Não há tabus para o Fórum Nacional. Ele já realizou painéis sobre política de cinema, a condição da mulher, o “defeito de cor”, o amor em tempos de desamor – e tem o universo como seu campo de discussão e propostas.

Na Sessão de Encerramento do XXV Fórum (2013), inovando mais uma vez, procurou-se captar, através de “testemunhas” – testemunhas de seu tempo e, ao mesmo tempo, exemplos de vida, com força e carisma para extrair múltiplas lições do passado.

A primeira dessas testemunhas, o brasileiro Euclides da Cunha (1866-1909), notabilizou-se, como revela Walnice Nogueira Galvão, pela revelação da verdade sobre a guerra de Canudos. Em Os sertões, seu livro vingador, Euclides, um militar, considera o massacre de Canudos pelo Exército um crime. E, ao reivindicar a humanidade negada aos excluídos, reafirma seu maior legado à posteridade.

Ao traçar o perfil de Francisco de Assis (1182-1226), Frei Vitorio Mazzuno vê nele um modelo do humano, com sua mística simples, uma vida em que o finito evoca o infinito. Francisco despoja-se de ricas vestes e veste a túnica simples dos camponeses e mendigos. E ele penitente no sentido medieval: o que evita os excessos do egoísmo, da ostentação, dos apegos materiais, das palavras banais, da impaciência, da intolerância. Ingressando nos mistérios do sagrado. Vivendo intensamente a fraternidade: o convívio universal com tudo que é vivo. Francisco de Assis foi um sonhador e ao mesmo tempo um realizador. Não é um santo do passado, mas de hoje e amanhã, acolhendo belas esperanças.

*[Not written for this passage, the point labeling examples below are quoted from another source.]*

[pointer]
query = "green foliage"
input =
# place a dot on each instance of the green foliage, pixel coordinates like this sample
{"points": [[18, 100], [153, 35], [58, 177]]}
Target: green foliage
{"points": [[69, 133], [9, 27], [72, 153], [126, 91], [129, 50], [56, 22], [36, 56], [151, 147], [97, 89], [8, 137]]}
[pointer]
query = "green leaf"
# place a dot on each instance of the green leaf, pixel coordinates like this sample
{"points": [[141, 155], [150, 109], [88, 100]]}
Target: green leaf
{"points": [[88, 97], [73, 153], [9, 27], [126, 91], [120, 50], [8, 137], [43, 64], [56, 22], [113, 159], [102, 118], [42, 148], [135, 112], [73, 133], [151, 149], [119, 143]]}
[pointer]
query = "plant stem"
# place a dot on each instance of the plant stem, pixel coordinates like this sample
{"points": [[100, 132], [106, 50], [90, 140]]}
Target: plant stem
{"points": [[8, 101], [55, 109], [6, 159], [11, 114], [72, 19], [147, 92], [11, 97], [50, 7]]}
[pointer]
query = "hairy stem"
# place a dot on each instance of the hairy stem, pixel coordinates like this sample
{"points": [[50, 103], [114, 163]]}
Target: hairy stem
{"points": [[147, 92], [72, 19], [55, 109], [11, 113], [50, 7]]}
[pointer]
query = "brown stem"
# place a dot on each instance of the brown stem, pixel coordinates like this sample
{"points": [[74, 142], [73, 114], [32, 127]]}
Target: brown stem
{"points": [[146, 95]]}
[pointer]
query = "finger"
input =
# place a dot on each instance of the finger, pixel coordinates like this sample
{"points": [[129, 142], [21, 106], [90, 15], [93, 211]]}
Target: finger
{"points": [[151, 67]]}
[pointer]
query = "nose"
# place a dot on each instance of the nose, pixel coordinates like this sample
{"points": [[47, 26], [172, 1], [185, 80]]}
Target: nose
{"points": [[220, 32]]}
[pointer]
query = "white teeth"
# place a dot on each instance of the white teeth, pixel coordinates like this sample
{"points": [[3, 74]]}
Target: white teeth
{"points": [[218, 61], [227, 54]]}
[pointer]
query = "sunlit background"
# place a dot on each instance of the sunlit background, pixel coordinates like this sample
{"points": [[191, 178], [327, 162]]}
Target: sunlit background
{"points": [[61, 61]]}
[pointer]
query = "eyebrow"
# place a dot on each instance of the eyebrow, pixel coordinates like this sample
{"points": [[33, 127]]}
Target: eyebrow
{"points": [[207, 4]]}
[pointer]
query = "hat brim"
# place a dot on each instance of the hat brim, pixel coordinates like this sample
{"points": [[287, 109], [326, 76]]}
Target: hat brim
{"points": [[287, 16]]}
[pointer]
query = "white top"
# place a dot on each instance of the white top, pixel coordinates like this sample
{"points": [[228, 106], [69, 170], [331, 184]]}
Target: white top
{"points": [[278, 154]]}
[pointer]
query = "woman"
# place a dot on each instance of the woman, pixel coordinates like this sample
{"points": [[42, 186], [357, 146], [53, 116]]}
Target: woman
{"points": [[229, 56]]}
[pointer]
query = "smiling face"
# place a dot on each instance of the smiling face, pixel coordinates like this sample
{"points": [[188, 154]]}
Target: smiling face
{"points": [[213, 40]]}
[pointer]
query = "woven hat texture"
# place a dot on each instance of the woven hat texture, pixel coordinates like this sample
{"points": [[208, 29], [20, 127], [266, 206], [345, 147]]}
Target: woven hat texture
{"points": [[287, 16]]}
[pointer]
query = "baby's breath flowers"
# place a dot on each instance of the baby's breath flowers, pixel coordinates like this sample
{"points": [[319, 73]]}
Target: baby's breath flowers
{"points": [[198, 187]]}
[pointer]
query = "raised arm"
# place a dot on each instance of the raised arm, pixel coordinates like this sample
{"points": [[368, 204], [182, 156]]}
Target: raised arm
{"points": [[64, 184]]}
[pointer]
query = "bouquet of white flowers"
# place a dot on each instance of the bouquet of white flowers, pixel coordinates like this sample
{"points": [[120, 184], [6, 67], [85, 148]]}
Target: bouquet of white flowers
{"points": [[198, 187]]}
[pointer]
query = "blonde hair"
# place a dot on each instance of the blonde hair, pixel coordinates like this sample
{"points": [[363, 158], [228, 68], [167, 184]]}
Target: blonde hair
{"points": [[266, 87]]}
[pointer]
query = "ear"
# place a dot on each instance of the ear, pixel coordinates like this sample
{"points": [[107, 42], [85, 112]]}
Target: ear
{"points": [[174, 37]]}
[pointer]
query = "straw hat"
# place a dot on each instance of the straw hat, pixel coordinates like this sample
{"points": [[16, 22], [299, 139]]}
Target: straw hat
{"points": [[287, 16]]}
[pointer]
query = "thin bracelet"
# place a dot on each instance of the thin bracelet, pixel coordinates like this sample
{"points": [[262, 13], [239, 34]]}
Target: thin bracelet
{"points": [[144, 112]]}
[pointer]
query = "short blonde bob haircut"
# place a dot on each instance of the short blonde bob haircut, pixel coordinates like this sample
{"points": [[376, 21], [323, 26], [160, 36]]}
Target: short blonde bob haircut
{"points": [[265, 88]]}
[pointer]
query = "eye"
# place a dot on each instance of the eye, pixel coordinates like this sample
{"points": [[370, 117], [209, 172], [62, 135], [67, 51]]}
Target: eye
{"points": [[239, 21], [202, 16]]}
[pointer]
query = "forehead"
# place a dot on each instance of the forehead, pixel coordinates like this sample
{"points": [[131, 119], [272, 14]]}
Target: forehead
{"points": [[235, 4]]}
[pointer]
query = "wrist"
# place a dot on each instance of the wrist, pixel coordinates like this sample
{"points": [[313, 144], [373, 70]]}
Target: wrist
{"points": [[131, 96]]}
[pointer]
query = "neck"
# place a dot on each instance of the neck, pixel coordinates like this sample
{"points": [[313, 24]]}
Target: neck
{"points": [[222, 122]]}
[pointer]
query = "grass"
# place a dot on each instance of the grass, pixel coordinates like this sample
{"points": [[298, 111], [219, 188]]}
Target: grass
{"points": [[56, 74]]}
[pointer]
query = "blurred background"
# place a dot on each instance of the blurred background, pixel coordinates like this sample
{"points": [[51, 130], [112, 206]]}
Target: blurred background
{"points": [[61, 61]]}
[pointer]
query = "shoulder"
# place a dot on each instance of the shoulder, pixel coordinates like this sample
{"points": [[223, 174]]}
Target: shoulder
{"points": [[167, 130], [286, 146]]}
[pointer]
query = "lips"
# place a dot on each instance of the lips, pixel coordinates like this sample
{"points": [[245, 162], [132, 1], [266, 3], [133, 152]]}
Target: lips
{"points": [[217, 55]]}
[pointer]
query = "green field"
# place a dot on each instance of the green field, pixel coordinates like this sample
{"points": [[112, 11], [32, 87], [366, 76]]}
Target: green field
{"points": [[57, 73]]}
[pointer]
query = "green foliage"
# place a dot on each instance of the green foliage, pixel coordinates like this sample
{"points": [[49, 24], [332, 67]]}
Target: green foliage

Coube a Luiz Paulo Horta depor sobre Wolfgang Amadeus Mozart (1756-1790), para ele o mais misterioso dos gênios. Afirma ser difícil classificá-lo. É bom representante da música da segunda metade do século XVIII, quando o classicismo já se amaneirava no rococó. A beleza perfeita de suas obras não foi fruto de acaso: ele trabalhou como poucos. Mas sua vida não se deduz de suas obras. Ele está dentro e fora de sua época. Passa a sensação de uma arte intemporal cuja grande mensagem é a de que, sendo livres, podemos sempre alcançar a beleza, eterno mistério da condição humana.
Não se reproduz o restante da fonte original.